Domestic firms drag down country’s trade surplus
The foreign direct investment (FDI) sector posted a trade surplus of more than US$15 billion, but domestic enterprises suffered a trade deficit of nearly US$13.5 billion in the first half of the year, thus pushing down the country’s trade surplus to only US$1.6 billion.
According to the General Department of Vietnam Customs, Vietnam exported US$21.43 billion worth of products and spent US$19.49 billion on imports last month, helping the country enjoy a trade surplus of US$1.93 billion in June and a trade surplus in the first six months after a trade deficit of US$434 million in the January-May period.
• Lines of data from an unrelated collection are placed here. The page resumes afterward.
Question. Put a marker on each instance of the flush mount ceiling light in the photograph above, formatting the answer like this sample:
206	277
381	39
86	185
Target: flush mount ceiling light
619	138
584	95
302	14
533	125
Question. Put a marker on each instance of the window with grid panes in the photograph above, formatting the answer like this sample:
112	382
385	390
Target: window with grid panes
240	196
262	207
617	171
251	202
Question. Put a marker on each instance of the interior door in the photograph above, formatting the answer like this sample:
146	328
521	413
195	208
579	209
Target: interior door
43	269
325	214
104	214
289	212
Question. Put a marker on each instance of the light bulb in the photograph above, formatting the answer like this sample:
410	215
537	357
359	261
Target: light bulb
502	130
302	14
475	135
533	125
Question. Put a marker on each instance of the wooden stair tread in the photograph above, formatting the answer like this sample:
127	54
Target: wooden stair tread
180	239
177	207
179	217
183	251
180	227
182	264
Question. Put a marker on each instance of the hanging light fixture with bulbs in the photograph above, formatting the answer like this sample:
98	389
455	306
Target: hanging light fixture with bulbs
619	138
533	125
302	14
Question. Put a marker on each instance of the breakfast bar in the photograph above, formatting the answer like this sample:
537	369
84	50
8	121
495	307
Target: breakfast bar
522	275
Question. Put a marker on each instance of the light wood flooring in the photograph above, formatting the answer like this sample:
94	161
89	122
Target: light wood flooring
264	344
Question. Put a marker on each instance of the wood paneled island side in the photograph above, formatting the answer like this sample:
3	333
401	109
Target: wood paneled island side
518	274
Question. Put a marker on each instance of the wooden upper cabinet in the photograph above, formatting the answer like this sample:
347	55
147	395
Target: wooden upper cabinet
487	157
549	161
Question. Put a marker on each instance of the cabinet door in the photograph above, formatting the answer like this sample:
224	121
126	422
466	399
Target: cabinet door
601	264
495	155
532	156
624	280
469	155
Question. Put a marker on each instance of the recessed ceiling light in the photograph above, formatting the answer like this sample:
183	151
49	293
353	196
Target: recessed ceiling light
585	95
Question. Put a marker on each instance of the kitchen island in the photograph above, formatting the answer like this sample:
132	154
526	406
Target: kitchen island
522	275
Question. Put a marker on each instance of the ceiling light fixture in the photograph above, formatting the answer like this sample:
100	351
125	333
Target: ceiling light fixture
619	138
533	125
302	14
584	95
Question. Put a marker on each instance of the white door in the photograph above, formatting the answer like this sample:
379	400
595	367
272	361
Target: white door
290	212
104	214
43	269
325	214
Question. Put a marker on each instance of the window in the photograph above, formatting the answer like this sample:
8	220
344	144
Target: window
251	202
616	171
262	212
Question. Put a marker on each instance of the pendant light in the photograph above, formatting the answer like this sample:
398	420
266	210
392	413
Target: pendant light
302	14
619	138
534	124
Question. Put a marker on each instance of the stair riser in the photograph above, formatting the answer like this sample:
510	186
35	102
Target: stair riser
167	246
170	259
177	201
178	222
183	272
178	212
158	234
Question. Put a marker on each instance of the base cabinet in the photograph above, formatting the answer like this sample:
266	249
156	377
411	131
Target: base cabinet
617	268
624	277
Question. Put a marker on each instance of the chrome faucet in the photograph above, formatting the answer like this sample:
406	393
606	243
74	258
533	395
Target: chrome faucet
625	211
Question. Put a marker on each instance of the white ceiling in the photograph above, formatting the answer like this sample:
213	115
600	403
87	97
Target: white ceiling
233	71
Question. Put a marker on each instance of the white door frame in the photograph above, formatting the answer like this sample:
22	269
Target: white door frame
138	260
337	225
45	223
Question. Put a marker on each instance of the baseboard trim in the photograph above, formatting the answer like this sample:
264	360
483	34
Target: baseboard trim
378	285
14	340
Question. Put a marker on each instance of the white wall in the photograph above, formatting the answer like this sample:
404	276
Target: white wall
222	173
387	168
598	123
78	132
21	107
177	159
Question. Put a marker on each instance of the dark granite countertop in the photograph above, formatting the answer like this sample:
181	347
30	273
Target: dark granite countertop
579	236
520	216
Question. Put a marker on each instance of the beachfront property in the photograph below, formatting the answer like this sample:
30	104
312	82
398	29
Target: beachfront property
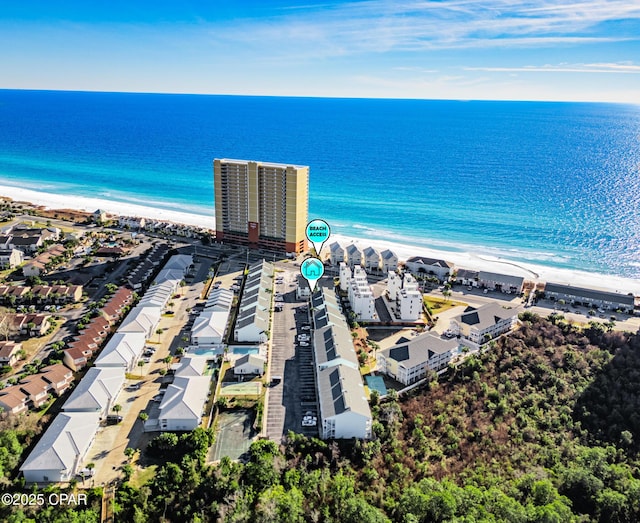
359	292
122	351
209	327
343	407
354	255
9	351
590	297
467	277
420	265
404	292
337	254
409	359
261	204
371	259
481	324
134	223
249	364
182	405
303	291
96	392
10	258
500	282
388	261
62	449
252	322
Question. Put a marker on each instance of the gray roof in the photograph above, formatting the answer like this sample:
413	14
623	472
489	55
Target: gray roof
418	350
486	316
430	262
65	442
96	391
592	294
515	281
185	398
339	381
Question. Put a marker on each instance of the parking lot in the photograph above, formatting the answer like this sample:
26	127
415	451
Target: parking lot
291	359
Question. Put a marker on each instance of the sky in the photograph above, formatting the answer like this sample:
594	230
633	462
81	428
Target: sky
585	50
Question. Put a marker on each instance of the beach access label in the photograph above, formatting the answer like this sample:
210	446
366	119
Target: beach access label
312	269
318	232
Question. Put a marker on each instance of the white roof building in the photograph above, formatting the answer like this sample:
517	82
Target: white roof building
354	255
62	448
182	405
252	322
388	261
486	322
122	351
209	327
371	259
143	318
344	410
96	392
409	360
336	253
249	364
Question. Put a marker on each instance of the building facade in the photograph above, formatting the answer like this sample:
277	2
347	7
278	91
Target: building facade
261	204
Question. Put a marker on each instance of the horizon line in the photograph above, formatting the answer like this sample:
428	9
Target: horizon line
330	97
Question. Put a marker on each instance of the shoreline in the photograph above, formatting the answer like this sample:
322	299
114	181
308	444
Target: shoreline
467	260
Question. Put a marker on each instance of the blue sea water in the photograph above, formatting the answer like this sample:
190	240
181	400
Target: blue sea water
556	184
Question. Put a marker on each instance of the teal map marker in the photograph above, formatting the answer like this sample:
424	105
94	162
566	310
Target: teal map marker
317	232
312	270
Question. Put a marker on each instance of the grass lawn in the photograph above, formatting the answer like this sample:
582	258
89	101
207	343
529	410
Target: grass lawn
439	305
143	475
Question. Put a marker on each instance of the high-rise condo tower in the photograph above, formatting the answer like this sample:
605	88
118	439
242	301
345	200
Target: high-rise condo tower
261	204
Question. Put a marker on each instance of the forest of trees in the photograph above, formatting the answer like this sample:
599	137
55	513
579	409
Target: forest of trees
542	427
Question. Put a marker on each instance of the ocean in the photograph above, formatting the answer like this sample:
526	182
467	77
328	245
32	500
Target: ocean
555	184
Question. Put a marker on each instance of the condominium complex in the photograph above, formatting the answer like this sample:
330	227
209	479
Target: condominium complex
261	204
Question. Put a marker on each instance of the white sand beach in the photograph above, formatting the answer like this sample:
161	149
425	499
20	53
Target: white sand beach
476	261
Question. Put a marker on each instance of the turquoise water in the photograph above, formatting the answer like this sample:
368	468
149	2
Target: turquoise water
556	184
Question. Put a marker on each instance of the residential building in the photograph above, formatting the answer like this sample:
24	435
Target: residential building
261	204
467	277
420	265
60	453
371	259
501	282
249	364
388	261
361	296
409	359
9	352
252	322
303	291
122	351
337	254
343	408
483	323
182	405
10	258
96	392
13	400
590	297
354	255
404	292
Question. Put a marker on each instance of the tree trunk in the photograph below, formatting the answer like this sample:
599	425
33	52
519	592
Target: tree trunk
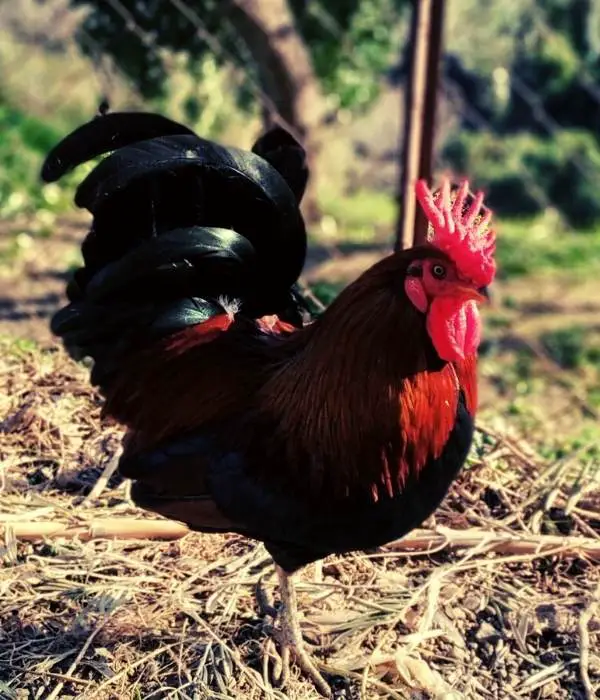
292	97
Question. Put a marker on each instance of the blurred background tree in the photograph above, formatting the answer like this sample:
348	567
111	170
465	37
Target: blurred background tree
300	61
519	104
534	115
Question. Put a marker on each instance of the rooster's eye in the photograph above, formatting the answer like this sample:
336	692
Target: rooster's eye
438	271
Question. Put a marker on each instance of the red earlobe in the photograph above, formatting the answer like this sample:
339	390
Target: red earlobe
415	292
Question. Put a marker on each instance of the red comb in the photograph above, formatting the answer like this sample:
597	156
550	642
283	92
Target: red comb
461	230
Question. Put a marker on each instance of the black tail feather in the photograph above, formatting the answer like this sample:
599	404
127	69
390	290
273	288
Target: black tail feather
179	222
103	134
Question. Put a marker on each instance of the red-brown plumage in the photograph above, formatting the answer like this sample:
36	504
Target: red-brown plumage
349	400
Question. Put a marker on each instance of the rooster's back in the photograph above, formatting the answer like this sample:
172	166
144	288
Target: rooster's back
181	226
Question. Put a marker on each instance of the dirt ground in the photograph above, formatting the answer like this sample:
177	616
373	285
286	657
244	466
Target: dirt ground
502	604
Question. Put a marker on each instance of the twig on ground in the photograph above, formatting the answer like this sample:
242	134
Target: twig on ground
584	644
109	469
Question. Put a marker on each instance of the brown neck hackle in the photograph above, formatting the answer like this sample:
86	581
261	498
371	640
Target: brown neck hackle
364	401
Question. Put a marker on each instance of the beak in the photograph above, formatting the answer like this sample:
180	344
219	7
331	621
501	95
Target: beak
468	293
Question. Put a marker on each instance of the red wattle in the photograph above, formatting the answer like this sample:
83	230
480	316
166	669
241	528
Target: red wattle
454	327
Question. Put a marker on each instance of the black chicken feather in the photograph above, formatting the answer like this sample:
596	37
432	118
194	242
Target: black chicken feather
178	223
103	134
286	155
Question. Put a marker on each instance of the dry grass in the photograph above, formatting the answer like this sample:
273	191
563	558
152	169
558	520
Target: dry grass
132	619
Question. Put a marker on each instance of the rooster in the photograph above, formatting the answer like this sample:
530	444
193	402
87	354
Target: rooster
315	437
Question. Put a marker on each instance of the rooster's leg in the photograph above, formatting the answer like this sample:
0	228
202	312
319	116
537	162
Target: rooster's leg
291	635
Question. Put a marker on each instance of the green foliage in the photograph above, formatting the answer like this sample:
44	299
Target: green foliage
326	292
25	140
566	346
351	42
358	218
533	245
522	173
572	348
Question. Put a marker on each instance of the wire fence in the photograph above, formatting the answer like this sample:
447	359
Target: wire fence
45	71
In the first half of the year, the nation fetched some US$122.53 billion from exports, while its import bill reached US$120.94 billion, up 7.2% and 8.9% year-on-year, respectively.
Of the total, the FDI sector contributed US$84.45 billion in exports and US$69.41 in imports.
The customs’ report also showed that Asia accounted for the largest proportion of Vietnam’s total import-export turnover in the period, at US$159.69 billion, but Vietnam ran a trade deficit of US$34.7 billion with this market.
Meanwhile, American countries reported the highest growth rate in trade value with Vietnam, at 20.9% over the same period last year, reaching US$44.06 billion.